BRANT AND RED JACKET
by Elizabeth Eggleston Seelye
Assisted by Edward Eggleston
New York
Dodd, Mead and Company, Publishers, 1879.

Chapter Three

A BATTLE IN THE WOODS.

CHAMPLAIN had, as he said, " two strings to his bow." The Montagnais Indians had promised to guide him to Hudson's Bay, and the Hurons to take him to the Great Lakes and show him copper mines. Either of these great waters might open the coveted route to India. To each tribe he had promised, in return, to fight with them their mutual enemies, the Indians of the Five Nations.

One might have seen, on a bright June day in 1610, an island at the mouth of the Richelieu alive with Indians in an unusual state of activity. The Hurons and Algonquins were expected to join them in an expedition against the Iroquois. Champlain was already there, and the ground must be cleared of trees for a dance and feast. Some French fur-traders had just arrived at the spot, doubtless hoping for brisk business on this festive day. Suddenly a solitary canoe was seen shooting down the river. On it came, as though the lives of the Indians within were at stake.

" Come quickly!" they shouted; " there is a great battle. We are more than the Iroquois, but they are behind a breastwork of logs, and we cannot conquer them."

The Indians in the canoe were messengers from the allies, who had met, but a league from their rendezvous, one of the far-reaching war-parties of the Five Nations. No sooner had they delivered their message than a fierce yell rose from the Montagnais Indians, who snatched shields and weapons and tumbled into their canoes, screaming to Champlain and the fur-traders to follow them. The latter were not so inclined, however.

" You are women, good for nothing but to make war on beaver-skins," was the taunt flung back at them as the Indians paddled away.
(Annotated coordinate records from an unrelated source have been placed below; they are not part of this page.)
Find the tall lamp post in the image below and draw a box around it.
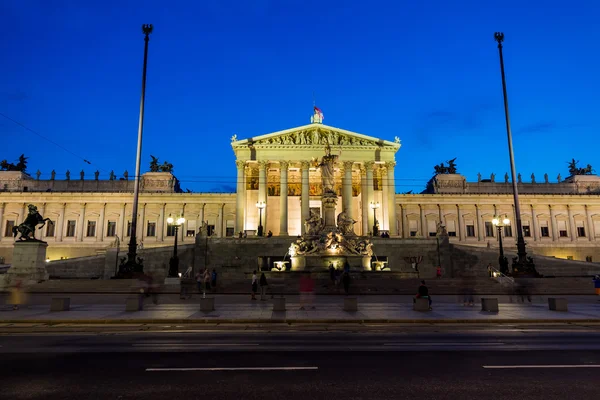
[117,24,154,278]
[371,201,379,236]
[167,215,185,278]
[492,215,510,275]
[494,32,538,276]
[256,201,267,236]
Champlain and four men who were already in canoes sped along with the Indians, whose boats no sooner touched shore than they disappeared in the woods. The Frenchmen, burdened with armor, could not keep up with their Indian allies, whose war-whoops grew more and more distant. They soon found themselves alone on a sultry day in the midst of a swamp, in a cloud of mosquitoes "which were so thick," says Champlain, " that we could not breathe, so cruelly did they persecute us."
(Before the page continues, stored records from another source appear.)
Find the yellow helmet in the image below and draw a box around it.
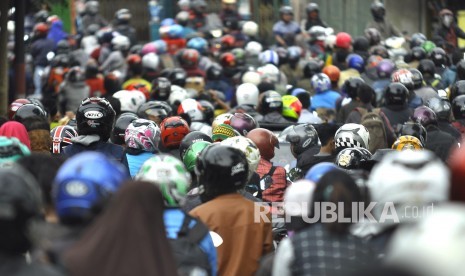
[392,135,423,151]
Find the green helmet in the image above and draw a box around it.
[182,141,211,172]
[0,136,31,167]
[135,154,191,207]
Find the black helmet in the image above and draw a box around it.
[151,77,171,101]
[303,60,321,78]
[195,144,249,202]
[207,63,223,81]
[286,124,319,155]
[384,82,409,105]
[449,80,465,101]
[452,95,465,120]
[179,131,213,159]
[334,148,372,170]
[110,112,139,145]
[259,90,283,114]
[76,97,116,141]
[399,122,426,145]
[418,59,436,79]
[429,47,448,67]
[342,77,365,99]
[409,68,423,89]
[13,103,48,123]
[0,164,42,254]
[426,98,452,121]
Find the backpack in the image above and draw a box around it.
[356,107,388,153]
[170,215,211,275]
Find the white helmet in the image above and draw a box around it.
[113,90,146,113]
[368,150,449,219]
[242,21,258,36]
[241,71,262,85]
[385,204,465,276]
[221,136,260,180]
[142,53,160,70]
[111,35,131,51]
[168,84,189,105]
[245,41,263,57]
[236,83,259,106]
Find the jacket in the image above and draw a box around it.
[190,193,273,276]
Sinking knee-deep into the swampy ground, wading, clambering, tripping, angry, the battle going forward, they knew not wherein this ridiculous position did the Frenchmen find themselves. They presently spied some Indians running through the woods, to whom they called for guidance, and in a short time heard the distant howling of an Indian battle. They ran toward a rude clearing made by the Iroquois in building the breastwork behind which they were now at bay, fighting savagely. In the edges of the forest, from among the trees, fought the attacking allies. They had just made an unsuccessful onslaught on the enemy. Fierce yells of encouragement arose as the Frenchmen appeared on the scene, with an answering whoop from the savages within the barricades. A stone arrowhead split Champlain's ear and lodged in his neck. He coolly pulled it out, and turned to do the same for one of his men who had met with a like accident. In a moment more, amid-whizzing arrows, the Frenchmen ran up to the barricade and shot through the crevices at the Iroquois within. The latter had not yet overcome their terror of the bottled thunderbolt which they themselves would wield so dexterously in a few more years. At every explosion they would throw themselves flat upon the ground. Elated, the attacking Indians tore down log after log from the stout barricade. Champlain had gathered a large band of warriors at the edge of the forest for the final scaling of the barriers with a rush, when some traders, headed by a Frenchman named Des Prairies, made their appearance, eager to take part in the battle.

Champlain waited for a moment in order that the traders, as he says brutally, " might share in the sport," and then led his wild attack on to the barricade, up and over which they scrambled bravely, though sadly torn and scratched, the Iroquois within leaping and writhing under the fire of the Frenchmen. The barricade was scaled and the deadly work finished. The battle was won.

Fifteen survivors only remained to be burned by their captors. Champlain saved one prisoner from torture, but the remainder could not be rescued from their fiendish victors. A few were reserved for the squaws at home, who were even more inventive in cruelty than themselves.

It was not until three years after this battle that Champlain claimed an escort of the Indians in a voyage of discovery. This time he ascended the Ottawa River in search of a passage to the northern sea which an impostor named Vignan, who had lived some time among the Indians, pretended he had found.